After pulling on her lightweight robe, she scanned the shadows in her room for anything she could use as a weapon. A plastic hanger? An empty laundry basket? She didn’t even have a soiled diaper handy to toss in an attacker’s face. She settled on the golf umbrella in the corner. She could use it to shove someone over the railing at the top of her outside stairs if she hit hard and fast.
But at the door, she paused, flipped on the porch light and leaned toward the peephole. Asher stood there, glancing back over his shoulder. After unlatching the bolt, she threw open the door.
“What’s going on? Did something happen with Harper?”
He shook his head. “She’s fine. Marlowe offered to stay with her so I could get out of the house.”
“That was nice of her.”
“I know it’s late.” He cleared his throat. “Did I wake you?”

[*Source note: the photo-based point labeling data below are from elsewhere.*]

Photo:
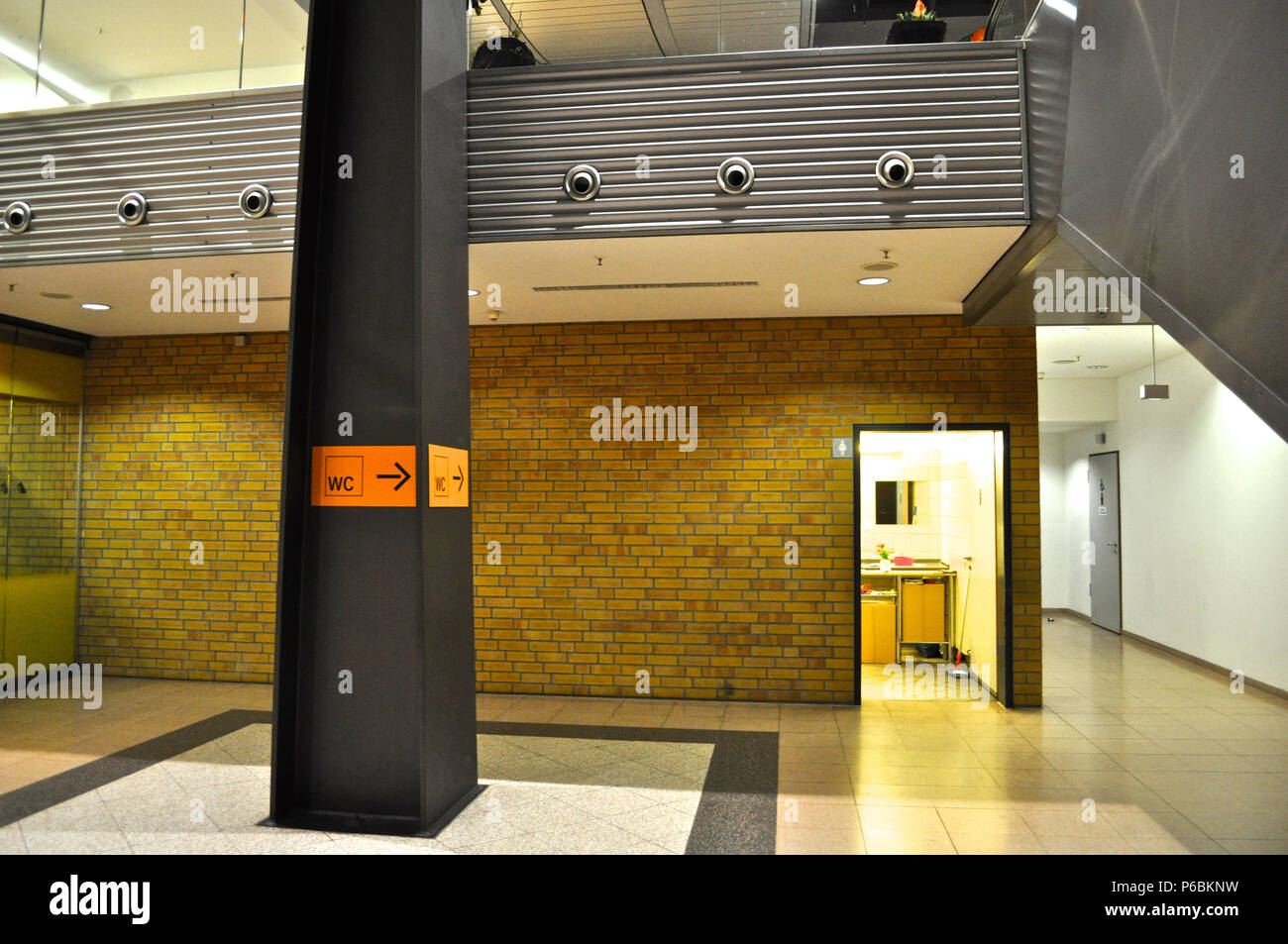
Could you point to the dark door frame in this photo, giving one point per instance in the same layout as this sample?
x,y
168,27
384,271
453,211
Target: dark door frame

As she shrugged to answer, she followed the line of his gaze to her robe that had fallen loose despite her best effort to cinch it. The V-neckline of her simple silk shift peeked out along with the shadow between her breasts. The garment’s hem skimmed her thighs.
She wrapped one side of the collar over the other and knotted the belt.
He cleared his throat. “What’s with the umbrella?”
“Uh, thought it might rain.”
“You mean since the region averages about a quarter inch in the whole month of May? Sure you didn’t plan to whack me with it?”
“Guess you’ll never know.”
He glanced over his shoulder into the night, his arms tight against his sides. “Were you worried someone else was out there? I talked to the guards when I came. Have you received more threats?”
“Nothing like that. Though I was a little concerned when my door buzzer went off so late.”
“Sorry about that. I didn’t mean to frigh
ten you. I shouldn’t have come.”
He kept shifting his weight from side to side in a way that made her as uncomfortable as he appeared.
“Why are you here?”
He didn’t speak for so long that she was convinced he wouldn’t.
“Tomorrow.”
At his single-word explanation, Willow swallowed. Like her, Asher had been thinking about the test results they were scheduled to receive the next day. How she’d managed to rest when the shadows beneath his eyes suggested that he hadn’t slept in days, she wasn’t sure.
“Would you like to come in?” She stepped back and made room for him to pass.
“Thanks.”
He closed the door and gestured to his boots, asking if he should remove them, but she shook her head.
He clearly needed to talk to someone, and since she was the only other person who could relate to what he was going through, he’d come to her.
“It’ll be okay, you know.”
“Will it?”
“I don’t know. I just said it because you looked like you needed to hear it.”
“I did.”
She headed into her kitchen but slowed and spoke again. “Did it help?”
He stopped in the doorway between the living room and the kitchen, bracing his hands on the door frame. “Want honesty or kindness?”
“Kindness.”
“I feel completely better.”
“At least you’re being honest.”
The heavy air between them seeming lighter for a moment, Willow crossed to the counter, stuck a filter in her coffee maker and added several scoops of dark roast.
“Neither of us will be sleeping tonight if we drink all that,” he observed.
“You don’t look as if you’ve slept much lately, anyway, and I probably won’t now.”
“Sorry.”
“You keep saying that.” She set two mugs on the counter, along with teaspoons, napkins and a bottle of fancy creamer from the refrigerator.
He eyed the bottle. “You remembered.”